The Virginia continued its service as a fishing vessel in the Gulf of Mexico over the following years, and was discovered by the Coast Guard in 1967, naming it to be the oldest operating fishing vessel in continuous service. When retired in 1990, Virginia had achieved a remarkable 127 year operational career. It was then purchased by the National Civil War Naval Museum, in the desire to preserve the vessel as an example of a Civil War blockade runner. Ms. Wittig went on to mention that definitive documentation regarding this possible aspect of the vessel’s life has not yet been fully discovered.
The following portion of her talk was devoted to documenting Virginia’s overall and interior dimensions, which are a length of 55’, a breath of 14’, and a draught of 3’, considerably larger than any object this conservator has treated. One approach to this task involved the taking of hand measurements and producing Adobe Illustrator drawings. Another approach utilized Total Station, a terrestrial laser scanner, noting millions of exterior points, which then permitted one to create a 3D image of the vessel. Although this technique does not lend itself to measuring interiors, it was able to produce striking multidimensional images, as seen in Ms. Wittig’s Power Point presentation.

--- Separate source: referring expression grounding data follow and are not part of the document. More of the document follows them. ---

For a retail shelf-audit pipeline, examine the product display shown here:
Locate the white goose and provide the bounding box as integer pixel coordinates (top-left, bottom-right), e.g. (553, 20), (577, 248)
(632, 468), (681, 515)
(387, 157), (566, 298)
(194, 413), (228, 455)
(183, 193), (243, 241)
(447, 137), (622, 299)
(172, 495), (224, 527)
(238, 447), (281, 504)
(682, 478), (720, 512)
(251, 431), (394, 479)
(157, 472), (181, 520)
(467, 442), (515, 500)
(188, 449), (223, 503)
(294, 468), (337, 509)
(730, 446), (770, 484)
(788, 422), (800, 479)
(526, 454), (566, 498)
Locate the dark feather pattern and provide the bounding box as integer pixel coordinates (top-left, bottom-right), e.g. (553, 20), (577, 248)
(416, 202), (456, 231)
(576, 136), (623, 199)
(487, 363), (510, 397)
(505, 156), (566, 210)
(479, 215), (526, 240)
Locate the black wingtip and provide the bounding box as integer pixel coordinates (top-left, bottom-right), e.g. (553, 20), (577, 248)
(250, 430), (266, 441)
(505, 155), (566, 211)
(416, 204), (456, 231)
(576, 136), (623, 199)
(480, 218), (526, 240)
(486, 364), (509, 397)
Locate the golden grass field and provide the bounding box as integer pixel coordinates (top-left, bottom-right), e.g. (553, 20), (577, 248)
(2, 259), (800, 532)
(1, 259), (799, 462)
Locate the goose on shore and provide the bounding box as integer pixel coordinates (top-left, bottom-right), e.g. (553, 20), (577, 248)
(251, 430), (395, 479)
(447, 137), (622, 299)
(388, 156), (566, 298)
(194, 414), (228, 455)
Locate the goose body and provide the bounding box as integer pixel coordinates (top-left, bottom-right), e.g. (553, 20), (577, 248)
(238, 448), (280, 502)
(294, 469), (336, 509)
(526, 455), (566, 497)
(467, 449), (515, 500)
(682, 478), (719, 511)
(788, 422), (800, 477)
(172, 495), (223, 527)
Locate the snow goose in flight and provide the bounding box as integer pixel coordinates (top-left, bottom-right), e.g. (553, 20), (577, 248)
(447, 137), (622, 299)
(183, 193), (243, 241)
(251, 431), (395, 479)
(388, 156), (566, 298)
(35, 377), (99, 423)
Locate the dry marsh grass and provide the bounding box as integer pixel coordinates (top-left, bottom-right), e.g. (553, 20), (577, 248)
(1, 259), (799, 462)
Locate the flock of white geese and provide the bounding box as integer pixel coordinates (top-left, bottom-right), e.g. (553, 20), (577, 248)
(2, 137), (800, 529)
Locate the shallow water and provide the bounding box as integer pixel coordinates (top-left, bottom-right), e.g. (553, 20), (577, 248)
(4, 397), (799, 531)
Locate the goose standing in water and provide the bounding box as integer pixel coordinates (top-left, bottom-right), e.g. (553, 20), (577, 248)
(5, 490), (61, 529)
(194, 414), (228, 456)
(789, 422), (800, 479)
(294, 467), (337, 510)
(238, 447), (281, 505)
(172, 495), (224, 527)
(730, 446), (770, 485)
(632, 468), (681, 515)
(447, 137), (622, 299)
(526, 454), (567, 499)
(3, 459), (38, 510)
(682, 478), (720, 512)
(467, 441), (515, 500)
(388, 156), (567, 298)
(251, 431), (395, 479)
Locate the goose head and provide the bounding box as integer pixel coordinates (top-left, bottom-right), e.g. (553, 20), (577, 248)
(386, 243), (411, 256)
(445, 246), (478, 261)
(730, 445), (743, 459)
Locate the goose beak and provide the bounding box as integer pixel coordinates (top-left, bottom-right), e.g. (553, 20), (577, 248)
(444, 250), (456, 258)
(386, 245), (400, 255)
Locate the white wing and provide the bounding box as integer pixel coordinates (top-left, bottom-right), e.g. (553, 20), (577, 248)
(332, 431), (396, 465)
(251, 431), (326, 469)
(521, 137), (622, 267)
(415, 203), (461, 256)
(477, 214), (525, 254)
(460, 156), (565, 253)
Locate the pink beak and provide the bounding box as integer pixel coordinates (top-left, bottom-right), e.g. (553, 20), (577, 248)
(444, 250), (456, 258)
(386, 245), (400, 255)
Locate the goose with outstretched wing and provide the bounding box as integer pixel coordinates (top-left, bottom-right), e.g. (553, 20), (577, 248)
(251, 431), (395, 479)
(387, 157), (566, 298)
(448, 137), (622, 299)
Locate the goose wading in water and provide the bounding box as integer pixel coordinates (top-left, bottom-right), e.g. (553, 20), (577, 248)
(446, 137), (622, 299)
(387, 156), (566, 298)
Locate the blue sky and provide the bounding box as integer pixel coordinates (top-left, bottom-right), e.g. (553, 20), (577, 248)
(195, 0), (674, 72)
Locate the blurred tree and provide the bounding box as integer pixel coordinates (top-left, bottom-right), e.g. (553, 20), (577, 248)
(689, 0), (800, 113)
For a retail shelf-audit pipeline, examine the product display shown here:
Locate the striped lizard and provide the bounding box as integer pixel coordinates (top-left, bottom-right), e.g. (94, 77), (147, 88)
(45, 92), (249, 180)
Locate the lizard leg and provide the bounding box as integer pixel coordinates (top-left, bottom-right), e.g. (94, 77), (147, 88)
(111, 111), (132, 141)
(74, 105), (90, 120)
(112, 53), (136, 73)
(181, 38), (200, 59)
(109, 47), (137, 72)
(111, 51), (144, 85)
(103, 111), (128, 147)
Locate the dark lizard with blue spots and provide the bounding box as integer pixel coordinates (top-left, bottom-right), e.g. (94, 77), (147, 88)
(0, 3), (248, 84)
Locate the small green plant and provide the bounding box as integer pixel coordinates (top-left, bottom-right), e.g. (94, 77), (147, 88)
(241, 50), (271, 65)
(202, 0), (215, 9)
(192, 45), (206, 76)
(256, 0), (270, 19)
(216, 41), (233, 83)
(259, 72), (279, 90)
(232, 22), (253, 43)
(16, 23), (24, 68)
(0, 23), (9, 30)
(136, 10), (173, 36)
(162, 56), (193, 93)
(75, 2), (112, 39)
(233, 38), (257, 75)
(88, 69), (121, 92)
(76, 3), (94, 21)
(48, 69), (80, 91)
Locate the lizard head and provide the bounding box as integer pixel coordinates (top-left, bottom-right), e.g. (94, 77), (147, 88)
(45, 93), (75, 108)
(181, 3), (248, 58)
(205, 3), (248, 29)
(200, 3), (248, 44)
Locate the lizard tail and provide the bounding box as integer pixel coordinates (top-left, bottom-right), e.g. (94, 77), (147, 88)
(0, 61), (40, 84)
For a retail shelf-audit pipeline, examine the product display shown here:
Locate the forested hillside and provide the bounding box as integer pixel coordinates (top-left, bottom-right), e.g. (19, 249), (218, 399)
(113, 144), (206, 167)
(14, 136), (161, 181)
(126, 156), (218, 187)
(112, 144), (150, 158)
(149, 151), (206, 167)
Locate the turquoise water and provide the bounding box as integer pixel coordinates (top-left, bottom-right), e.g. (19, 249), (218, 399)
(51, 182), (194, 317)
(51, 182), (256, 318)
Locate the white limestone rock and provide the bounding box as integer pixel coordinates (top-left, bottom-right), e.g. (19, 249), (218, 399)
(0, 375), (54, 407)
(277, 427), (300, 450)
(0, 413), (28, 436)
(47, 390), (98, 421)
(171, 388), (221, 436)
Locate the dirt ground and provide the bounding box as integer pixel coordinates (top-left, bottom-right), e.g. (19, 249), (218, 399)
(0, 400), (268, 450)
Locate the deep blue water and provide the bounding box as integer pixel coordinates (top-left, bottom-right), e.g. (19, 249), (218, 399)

Virginia’s current condition was also noted. One of the major preservation issues that has developed since the vessel has been out of water since the year 2000 has been the drying out of the timbers. This has led to dimensional changes in the wood, such as the keel twisting, necessitating not only the vessel’s cradling, but also the drilling of holes through its breath, and the installation of long metal rods to stabilize the structure. Sections of wood exhibit splintering and dirt and debris are now found in the wood crevices, retaining moisture and leading to wood deterioration. Although Virginia is stored in a covered shed, metal components are degrading, such as the rudder, which exhibits gross corrosion, with the metal delaminating in sheet-like sections. What was immediately striking to this conservator was the apparent lack of an ongoing maintenance program for this vessel, permitting these conditions to fester.
The presentation closed with an outline of the various preservation choices and goals that will need to be decided upon. If Virginia is designated as a Civil War blockade runner, would that not disregard its long fishing history? Were it to be reconstructed to its sail configuration, would that not also negate its engine propulsion history? And if other choices are made, such as preserving it as the longest operationally running fishing vessel, where would the money for its preservation come from, if the Museum of Civil War Naval History decide to deaccession it? Noting these challenging issues, Ms. Wittig suggested basing any decision on the HAAMS survey, since it provided the most thorough and reliable documentation for the vessel.
The Q&A afterwards was lively, with questions regarding tracking the name of the vessel, Virginia’s possible Civil War involvement and conservation costs.
All in all, a welcome revisit to an aspect of my childhood!